7. **Generative Adversarial Networks (GAN):**
   - **Structure:** Consists of a generator that creates synthetic data and a discriminator that distinguishes between real and synthetic data. Both networks are trained simultaneously in a competitive manner.
   - **Example:** Applied in image generation, style transfer, and data augmentation.


8. **Transformer:**
   - **Structure:** Self-attention mechanism is used to capture global dependencies in input data. Composed of an encoder and a decoder, often employed in natural language processing.

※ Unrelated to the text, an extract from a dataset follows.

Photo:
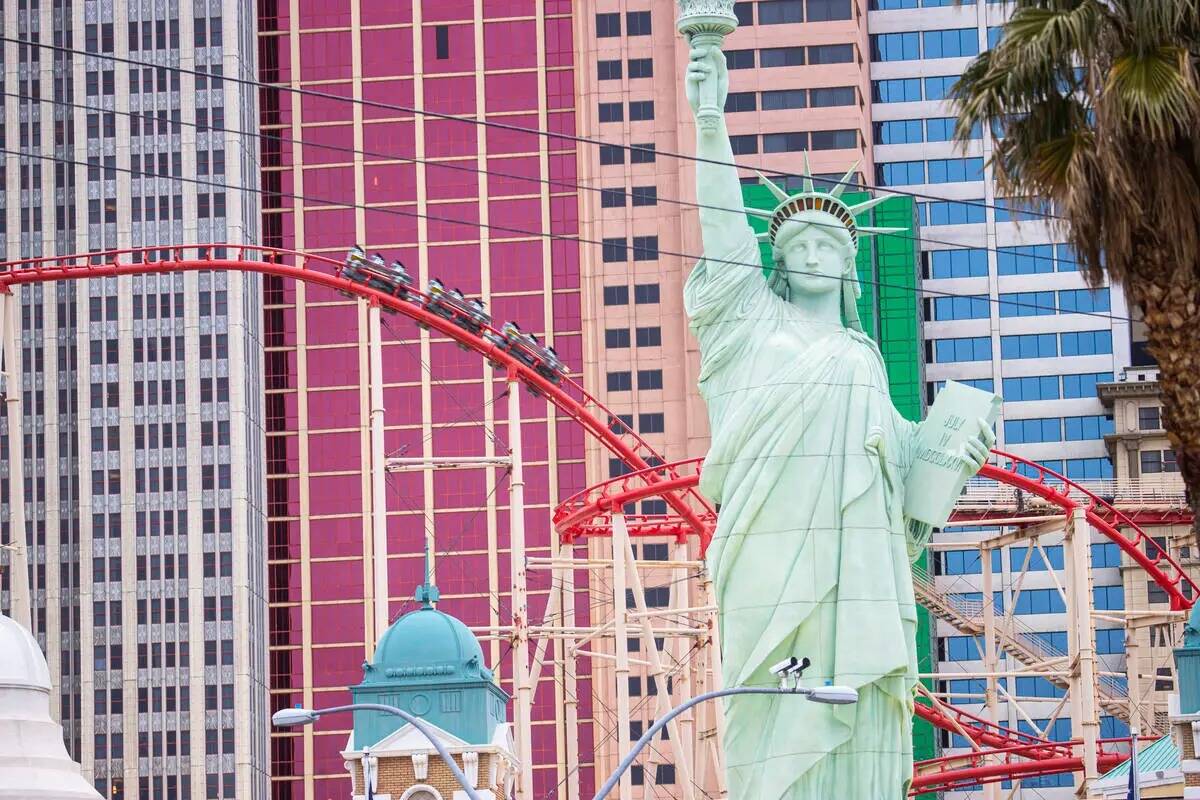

   - **Example:** Transformer architecture is the foundation of models like BERT (Bidirectional Encoder Representations from Transformers) for language understanding.

These are just a few examples, and there are many other architectures and variations within deep learning. The choice of algorithm depends on the specific task, the nature of the data, and computational resources available. Additionally, ongoing research in the field continues to introduce new architectures and improvements to existing ones.